Masters of Science in Bioinformatics, University of California, Los Angeles, June 2009. Advisor: Steve Horvath, Thesis Title: Transcription Factor Binding in a Familial Combined Hyperlipidemia Weighted Gene Co-expression Network.
Bachelor of Science in Biology, University of Utah, May 2000.
STEM Fellow, Industry Expert
Washington Alliance for Better Schools
Sep 2013 – Jun 2014
Advised 10th grade teachers on developing new curriculum around antibiotic resistance that met Next Generation Science Standards (NGSS) for STEM (science, technology, engineering and math) learning in Washington classrooms.

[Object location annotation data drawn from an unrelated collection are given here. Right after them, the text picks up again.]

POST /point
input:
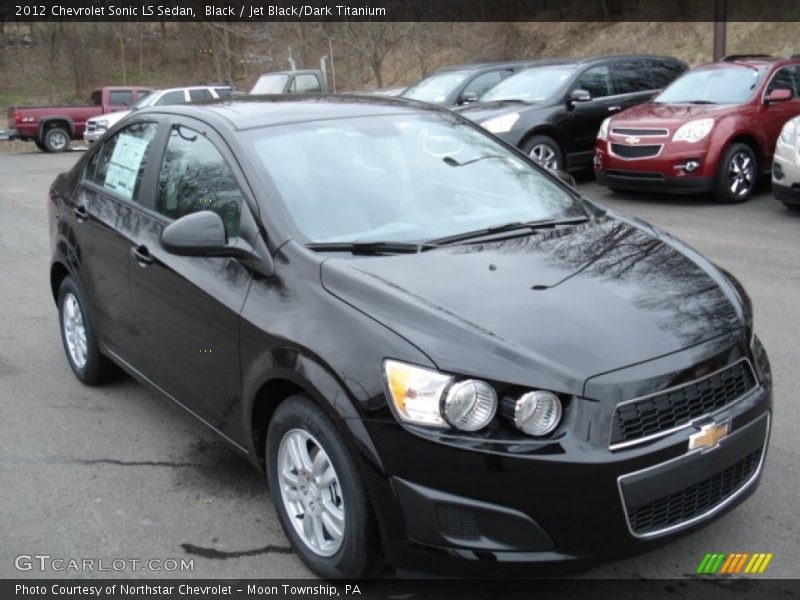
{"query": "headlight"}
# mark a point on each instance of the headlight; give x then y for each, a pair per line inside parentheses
(416, 393)
(603, 133)
(501, 124)
(470, 405)
(789, 133)
(537, 413)
(693, 131)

Science Communication Fellowship
Pacific Science Center
Aug 2015 – August 2017
Science and Technology
Learned how to communicate my science to the broader public by developing my communication skills and an interactive activity and presenting it to visitors at the Pacific Science Center.
Big Data Mentor
Washington State Board for Community and Technical Colleges
Oct 2014 – August 2017
Worked with community college faculty to develop ideas of how they could incorporate quantitative reasoning and big data into their classes.
University of Cape Town
Aug 2015 – Aug 2015
Taught three day masterclass on patient stratification and biomarker discovery to 16 researchers from the University of Cape Town. This was a shortened form of the Systems Biology of Disease course that we have developed at the Institute for Systems Biology. It was tailored specifically to bring skills that would help the trainees meet their research goals.